Dès lors, la nature du jugement s’éclaire. Notre pensée, au moment où elle s’établit dans l’être, s’en distingue en prenant conscience d’elle-même comme d’un être à la fois déterminant et déterminé. Ainsi l’être qui la dépasse ne peut pas être vide et dépourvu de sens : l’univocité suffirait à prouver le contraire ; mais l’originalité de cette forme de l’être que nous appelons notre pensée, c’est précisément d’envelopper seulement en puissance cet être total qui ne cesse de la soutenir elle-même et de l’alimenter. Elle ne pourra donc s’exercer qu’à condition de s’engager dans un mouvement indéfini ; elle passera sans cesse d’un terme à un autre, mais ce second terme, tant qu’on ne l’avait pas encore atteint, pouvait apparaître comme un pur néant : c’était un aspect de l’être avec lequel nous n’avions pas eu encore de contact. Autant il est difficile d’expliquer comment notre pensée, si elle n’est pas située dans un être plus grand avec lequel elle cherche à s’unir, pourra éprouver un sentiment d’insatisfaction, recevoir un ébranlement qui lui permette de faire fructifier ses puissances et d’accroître sa richesse intérieure, autant il est aisé de lui donner ce mouvement par lequel, en découvrant sans cesse de nouvelles formes de l’être, elle alimente et constitue peu à peu sa nature propre, quand on accepte d’inscrire d’abord le sujet dans le tout, au lieu de vouloir contradictoirement faire jaillir le tout de l’activité d’un sujet qui en fait partie.

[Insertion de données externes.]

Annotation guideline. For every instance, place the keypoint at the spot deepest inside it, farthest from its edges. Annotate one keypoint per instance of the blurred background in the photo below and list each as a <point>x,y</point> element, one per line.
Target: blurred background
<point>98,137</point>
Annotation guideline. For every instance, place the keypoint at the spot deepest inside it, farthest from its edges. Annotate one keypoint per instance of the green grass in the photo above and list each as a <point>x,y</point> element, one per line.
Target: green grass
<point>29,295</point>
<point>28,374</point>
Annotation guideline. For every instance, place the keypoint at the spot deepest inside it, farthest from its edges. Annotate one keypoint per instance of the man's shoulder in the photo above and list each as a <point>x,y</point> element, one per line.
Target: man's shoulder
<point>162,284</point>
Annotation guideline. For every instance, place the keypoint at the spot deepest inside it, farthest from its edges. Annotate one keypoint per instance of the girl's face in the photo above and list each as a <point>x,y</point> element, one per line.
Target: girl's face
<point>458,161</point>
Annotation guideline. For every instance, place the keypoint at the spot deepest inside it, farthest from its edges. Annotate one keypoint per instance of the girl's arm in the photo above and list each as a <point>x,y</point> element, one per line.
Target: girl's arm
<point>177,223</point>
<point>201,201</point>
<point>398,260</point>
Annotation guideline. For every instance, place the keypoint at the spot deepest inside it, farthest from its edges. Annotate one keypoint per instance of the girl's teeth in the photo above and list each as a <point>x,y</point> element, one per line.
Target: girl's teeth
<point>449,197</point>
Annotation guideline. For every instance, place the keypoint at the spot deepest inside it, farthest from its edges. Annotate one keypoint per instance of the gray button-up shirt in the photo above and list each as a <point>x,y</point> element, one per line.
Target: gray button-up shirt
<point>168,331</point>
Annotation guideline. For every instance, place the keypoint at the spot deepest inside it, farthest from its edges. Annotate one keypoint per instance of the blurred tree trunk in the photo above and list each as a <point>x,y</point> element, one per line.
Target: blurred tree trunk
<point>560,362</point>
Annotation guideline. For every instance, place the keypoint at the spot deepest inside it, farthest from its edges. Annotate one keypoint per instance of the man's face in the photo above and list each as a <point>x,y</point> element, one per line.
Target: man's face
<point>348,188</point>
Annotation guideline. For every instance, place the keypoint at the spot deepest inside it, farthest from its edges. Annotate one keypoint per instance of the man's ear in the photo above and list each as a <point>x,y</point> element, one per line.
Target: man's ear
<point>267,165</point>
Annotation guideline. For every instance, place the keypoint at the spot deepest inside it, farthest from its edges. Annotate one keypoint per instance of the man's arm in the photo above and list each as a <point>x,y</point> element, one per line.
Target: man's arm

Puisqu’il est impossible que la pensée sorte jamais d’elle-même, nous devons avoir l’illusion, dans cet accroissement sans bornes de nos connaissances, de tirer de notre propre fonds toutes ces richesses nouvelles qui viennent émerger successivement à la lumière de notre conscience. C’est l’observation qui a conduit Platon à la théorie de la réminiscence et Leibnitz au passage continu, à l’intérieur d’une même monade, des perceptions confuses aux perceptions distinctes. Mais la nécessité où l’on est alors d’établir une ligne de démarcation entre des connaissances en puissance et des connaissances actualisées, doit recevoir une interprétation ; et nous n’en voyons pas d’autre, du moins s’il faut admettre à la fois une identité de nature et une adhérence impossible à rompre entre l’être fini et l’être total, que cette sorte de circulation du premier à l’intérieur du second, au cours de laquelle notre conscience ne cesse de se dilater et de recevoir en elle une lumière de plus en plus vive.